The president’s speech Tuesday evening, like many State of the Union addresses, focused on the unity of the American people, along with a number of domestic and foreign policy issues. The American public received the address incredibly well, with CNN and CBS polls showing over 70 percent of viewers approved for the president’s remarks.
Trump said at least fice things that sounded uncannily Reaganesque.
1) Trump Speaking To Parents Of MS-13 Victims
“Everyone in America is grieving for you. And 320 million hearts are breaking for you. We cannot imagine the depth of your sorrow, but we can make sure that other families never have to endure this pain,” Trump said Tuesday to two-sets of parents whose children were abducted and murdered at the hands of MS-13 gang members.
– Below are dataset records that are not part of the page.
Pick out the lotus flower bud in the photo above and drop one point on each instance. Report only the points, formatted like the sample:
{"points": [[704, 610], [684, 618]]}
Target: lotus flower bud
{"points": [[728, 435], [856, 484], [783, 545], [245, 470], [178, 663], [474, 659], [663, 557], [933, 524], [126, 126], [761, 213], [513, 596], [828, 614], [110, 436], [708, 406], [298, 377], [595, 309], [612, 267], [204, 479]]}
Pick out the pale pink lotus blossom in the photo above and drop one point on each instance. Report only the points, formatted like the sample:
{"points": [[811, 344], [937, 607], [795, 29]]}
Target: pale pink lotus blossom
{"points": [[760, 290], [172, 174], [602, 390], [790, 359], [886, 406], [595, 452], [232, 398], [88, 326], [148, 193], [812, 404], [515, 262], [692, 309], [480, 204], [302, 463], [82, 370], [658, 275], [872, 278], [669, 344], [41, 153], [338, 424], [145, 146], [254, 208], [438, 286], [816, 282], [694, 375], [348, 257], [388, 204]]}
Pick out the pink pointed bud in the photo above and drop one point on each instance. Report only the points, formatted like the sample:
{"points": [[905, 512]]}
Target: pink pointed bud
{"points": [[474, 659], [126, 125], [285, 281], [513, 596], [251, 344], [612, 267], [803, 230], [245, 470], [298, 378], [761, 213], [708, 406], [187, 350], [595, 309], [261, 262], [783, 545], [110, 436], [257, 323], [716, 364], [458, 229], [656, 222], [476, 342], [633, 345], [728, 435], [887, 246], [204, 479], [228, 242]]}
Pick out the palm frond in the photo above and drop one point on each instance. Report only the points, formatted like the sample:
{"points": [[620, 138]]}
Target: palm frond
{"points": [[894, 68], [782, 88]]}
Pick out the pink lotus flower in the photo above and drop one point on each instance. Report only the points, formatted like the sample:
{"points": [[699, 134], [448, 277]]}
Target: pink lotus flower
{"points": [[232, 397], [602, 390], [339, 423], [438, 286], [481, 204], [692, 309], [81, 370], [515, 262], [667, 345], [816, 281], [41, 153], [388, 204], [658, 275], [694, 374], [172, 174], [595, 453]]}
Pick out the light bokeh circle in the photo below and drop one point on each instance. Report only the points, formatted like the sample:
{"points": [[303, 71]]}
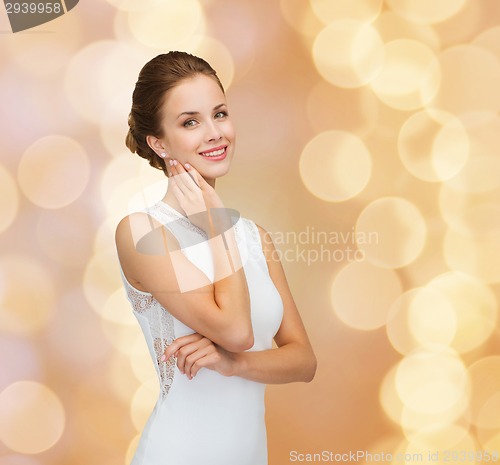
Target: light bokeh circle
{"points": [[431, 382], [27, 295], [348, 53], [361, 10], [427, 12], [335, 165], [32, 417], [143, 402], [54, 171], [475, 254], [433, 145], [485, 380], [168, 24], [399, 229], [469, 80], [362, 295], [475, 305], [409, 77]]}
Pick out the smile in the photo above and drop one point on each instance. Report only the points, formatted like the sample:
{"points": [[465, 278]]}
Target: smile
{"points": [[217, 154]]}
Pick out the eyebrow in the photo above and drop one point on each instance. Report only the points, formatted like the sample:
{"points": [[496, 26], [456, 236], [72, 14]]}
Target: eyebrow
{"points": [[192, 113]]}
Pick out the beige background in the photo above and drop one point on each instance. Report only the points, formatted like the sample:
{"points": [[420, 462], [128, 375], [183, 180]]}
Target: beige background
{"points": [[362, 125]]}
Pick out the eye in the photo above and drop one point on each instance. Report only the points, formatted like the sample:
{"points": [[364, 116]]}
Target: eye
{"points": [[189, 123]]}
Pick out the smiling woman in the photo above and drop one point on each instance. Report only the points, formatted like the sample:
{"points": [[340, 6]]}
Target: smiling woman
{"points": [[204, 283]]}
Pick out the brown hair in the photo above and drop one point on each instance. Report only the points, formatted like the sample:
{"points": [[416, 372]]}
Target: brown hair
{"points": [[156, 78]]}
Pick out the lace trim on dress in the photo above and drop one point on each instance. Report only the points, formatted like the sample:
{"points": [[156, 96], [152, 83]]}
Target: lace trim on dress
{"points": [[165, 214]]}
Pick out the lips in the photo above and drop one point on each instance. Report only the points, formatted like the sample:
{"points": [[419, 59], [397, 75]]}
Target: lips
{"points": [[215, 154]]}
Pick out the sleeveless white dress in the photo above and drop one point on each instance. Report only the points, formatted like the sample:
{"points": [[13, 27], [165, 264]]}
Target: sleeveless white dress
{"points": [[211, 419]]}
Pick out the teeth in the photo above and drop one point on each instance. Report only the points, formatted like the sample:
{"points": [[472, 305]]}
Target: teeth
{"points": [[215, 153]]}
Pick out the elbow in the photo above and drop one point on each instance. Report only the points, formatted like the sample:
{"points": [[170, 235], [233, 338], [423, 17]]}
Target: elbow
{"points": [[238, 340]]}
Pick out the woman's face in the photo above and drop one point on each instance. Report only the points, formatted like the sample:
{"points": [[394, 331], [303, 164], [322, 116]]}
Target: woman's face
{"points": [[197, 126]]}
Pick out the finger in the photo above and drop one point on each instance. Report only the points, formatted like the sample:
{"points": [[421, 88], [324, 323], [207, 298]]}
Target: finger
{"points": [[185, 180], [192, 359], [187, 355], [179, 178], [204, 362], [197, 177]]}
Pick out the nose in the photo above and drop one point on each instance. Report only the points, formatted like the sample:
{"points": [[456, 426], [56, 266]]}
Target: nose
{"points": [[213, 131]]}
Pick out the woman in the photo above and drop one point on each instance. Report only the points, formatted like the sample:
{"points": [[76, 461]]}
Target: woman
{"points": [[204, 284]]}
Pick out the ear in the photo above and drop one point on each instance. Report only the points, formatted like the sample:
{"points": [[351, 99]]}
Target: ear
{"points": [[156, 144]]}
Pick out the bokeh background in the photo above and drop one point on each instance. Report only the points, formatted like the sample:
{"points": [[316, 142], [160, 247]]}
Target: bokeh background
{"points": [[368, 140]]}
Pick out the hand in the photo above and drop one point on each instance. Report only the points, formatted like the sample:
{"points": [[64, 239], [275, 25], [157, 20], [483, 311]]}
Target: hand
{"points": [[195, 351], [195, 196]]}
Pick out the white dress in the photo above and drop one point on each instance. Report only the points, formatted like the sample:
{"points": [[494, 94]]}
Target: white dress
{"points": [[211, 419]]}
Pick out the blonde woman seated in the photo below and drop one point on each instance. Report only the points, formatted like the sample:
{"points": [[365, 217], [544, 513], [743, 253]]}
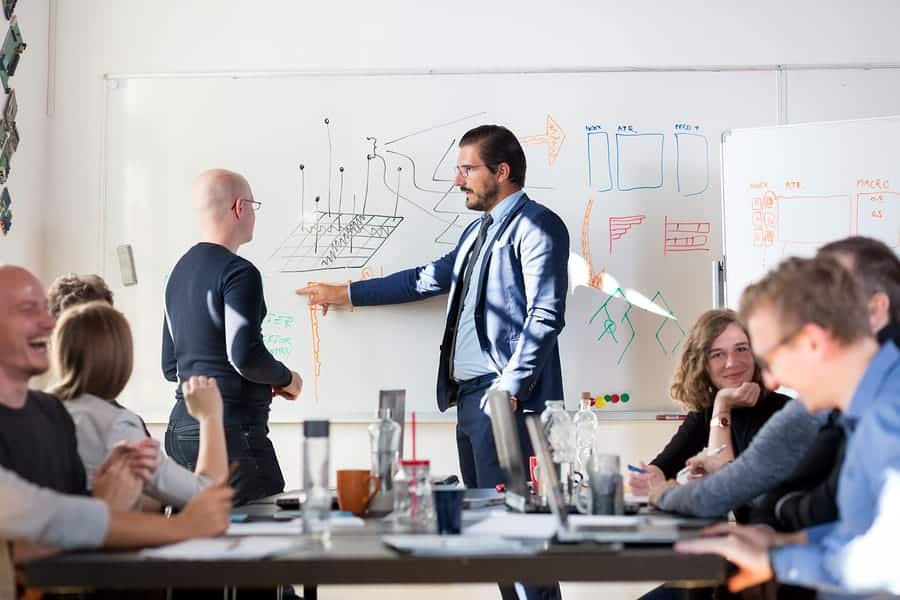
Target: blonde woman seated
{"points": [[720, 385], [92, 358]]}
Reagan’s famous speech in 1986 following the tragic explosion of the space shuttle Challenger had one line that could have easily been a part of Trump’s address.
“For the families of the seven, we cannot bear, as you do, the full impact of this tragedy. But we feel the loss, and we’re thinking about you so very much,” Reagan told the families of those that lost their lives in the Challenger explosion.
2) Trump’s Comments To Iran
“As we strengthen friendships around the world, we are also restoring clarity about our adversaries. When the people of Iran rose up against the crimes of their corrupt dictatorship, I did not stay silent. America stands with the people of Iran in their courageous struggle for freedom,” Trump said.
“Our gathering today is being broadcast throughout Western Europe and North America. I understand that it is being seen and heard as well in the East. To those listening throughout Eastern Europe, a special word: Although I cannot be with you, I address my remarks to you just as surely as to those standing here before me. For I join you, as I join your fellow countrymen in the West, in this firm, this unalterable belief: Es gibt nur ein Berlin. [There is only one Berlin.],” Reagan told the people of Western Berlin in 1987.
3) Trump’s Remarks About A Victim Of The Communist North Korean Regime
The president detailed the plight of Mr. Ji Seong-ho, a young man who went through veritable hell to escape the clutches of the North Korean government.
“His tormentors wanted to know if he had met any Christians. He had — and he resolved to be free,” Trump said.
Reagan often spoke about religious freedom and its necessity to the American life, as he did with the late Pope John Paul II in 1984.
“I can assure you, Your Holiness, the American people seek to act as a force for peace in the world and to further the cause of human freedom and dignity. … claims of human dignity transcend the claims of any government, and that this transcendent right itself has a transcendent source.The God who gave us life, gave us liberty at the same time,” Reagan said.
4) American Heroes
“A people whose heroes live not only in the past, but all around us — defending hope, pride, and the American way,” Trump said Tuesday.
“Those who say that we’re in a time when there are not heroes, they just don’t know where to look. You can see heroes every day going in and out of factory gates. Others, a handful in number, produce enough food to feed all of us and then the world beyond. You meet heroes across a counter, and they’re on both sides of that counter. There are entrepreneurs with faith in themselves and faith in an idea who create new jobs, new wealth and opportunity. They’re individuals and families whose taxes support the government and whose voluntary gifts support church, charity, culture, art, and education. Their patriotism is quiet, but deep. Their values sustain our national life,” Reagan said in 1981.
5) American Legacy
“That is what our country has always been about. That is what Americans have always stood for, always strived for, and always done. Atop the dome of this Capitol stands the Statue of Freedom. She stands tall and dignified among the monuments to our ancestors who fought and lived and died to protect her,” Trump said.
“Monuments to Washington and Jefferson — to Lincoln and King. Memorials to the heroes of Yorktown and Saratoga — to young Americans who shed their blood on the shores of Normandy, and the fields beyond,” the president said. “And others, who went down in the waters of the Pacific and the skies over Asia. And freedom stands tall over one more monument: this one. This Capitol. This living monument to the American people.”
Reagan’s farewell address to the nation in 1989 painted a similar picture.
“I’ve spoken of the shining city all my political life, but I don’t know if I ever quite communicated what I saw when I said it. But in my mind, it was a tall proud city built on rocks stronger than oceans, wind swept, God blessed, and teeming with people of all kinds living in harmony and peace – a city with free ports that hummed with commerce and creativity, and if there had to be city walls, the walls had doors, and the doors were open to anyone with the will and the heart to get here,” Reagan said.
“And how stands the city on this winter night? More prosperous, more secure and happier than it was eight years ago. But more than that: after 200 years, two centuries, she still stands strong and true on the granite ridge, and her glow has held steady no matter what storm. And she’s still a beacon, still a magnet for all who must have freedom, for all the Pilgrims from all the lost places who are hurtling through the darkness, toward home.”